MILAN (Reuters) – An average of 750 workers of Fiat Chrysler Melfi assembly plant in southern Italy will be back to work next week to prepare the facility for the final development of the group’s new hybrid cars, a union representative said on Friday.
Marco Lomio, of UILM union, said the automaker had informed unions that workers would have to complete cars left unfinished on assembly lines when the plant was shut in mid-March following rules imposed by Rome to stem the coronavirus spread.

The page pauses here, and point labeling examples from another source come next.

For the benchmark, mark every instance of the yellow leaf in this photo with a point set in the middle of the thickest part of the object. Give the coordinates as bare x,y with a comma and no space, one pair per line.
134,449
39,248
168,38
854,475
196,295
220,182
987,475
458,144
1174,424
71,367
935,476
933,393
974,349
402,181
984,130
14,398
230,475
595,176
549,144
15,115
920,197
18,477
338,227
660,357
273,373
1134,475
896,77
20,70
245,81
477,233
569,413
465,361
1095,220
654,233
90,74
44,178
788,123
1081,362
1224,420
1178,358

“We’ll start with 500 people on Monday and we’ll peak on Wednesday with around 1.000 workers,” Lomio said.
This would then allow Fiat Chrysler (FCA) (FCHA.MI) to have lines free to build prototypes of new plug-in hybrid versions of Jeep’s Compass and Renegade models, he said.

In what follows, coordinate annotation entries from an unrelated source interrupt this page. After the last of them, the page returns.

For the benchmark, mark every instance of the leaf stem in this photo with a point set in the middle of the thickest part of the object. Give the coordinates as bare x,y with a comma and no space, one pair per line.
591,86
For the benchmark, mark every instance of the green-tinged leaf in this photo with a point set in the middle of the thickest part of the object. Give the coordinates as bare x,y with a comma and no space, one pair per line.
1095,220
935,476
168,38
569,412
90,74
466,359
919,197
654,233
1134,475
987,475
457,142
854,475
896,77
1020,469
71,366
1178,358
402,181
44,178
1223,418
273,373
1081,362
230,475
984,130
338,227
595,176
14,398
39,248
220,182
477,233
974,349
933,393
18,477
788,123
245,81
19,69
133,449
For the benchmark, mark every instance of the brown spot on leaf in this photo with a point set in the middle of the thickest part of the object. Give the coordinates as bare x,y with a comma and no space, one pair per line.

A spokesman for FCA declined to comment.
The partial restart of operations at Melfi, which normally employs 7,400 workers, adds to FCA plan to resume van production in Atessa plant, in central Italy, a week before a national lockdown imposed by the Rome government is officially due to end.
Around 6,000 Atessa workers out of a total of 6,500 are expected to be back to work on Monday, according to a source.
As for Atessa, in Melfi FCA has sought a green light from local authorities, relying on their tacit consent, as it makes use of a provision in Italy’s lockdown laws that allows companies whose activity can be linked to “essential” sectors to reopen, Lomio said.
Building prototypes of new hybrid cars is considered part of R&D activities, deemed essential by the government.
Lomio said FCA would probably restart developing those prototypes immediately from May 4.
He added that, following production stoppage linked to the virus emergency, FCA would hardly start selling new hybrid version of Jeep’s Compass and Renegade models before September, compared with the automaker’s plan prior to the outbreak to start in July.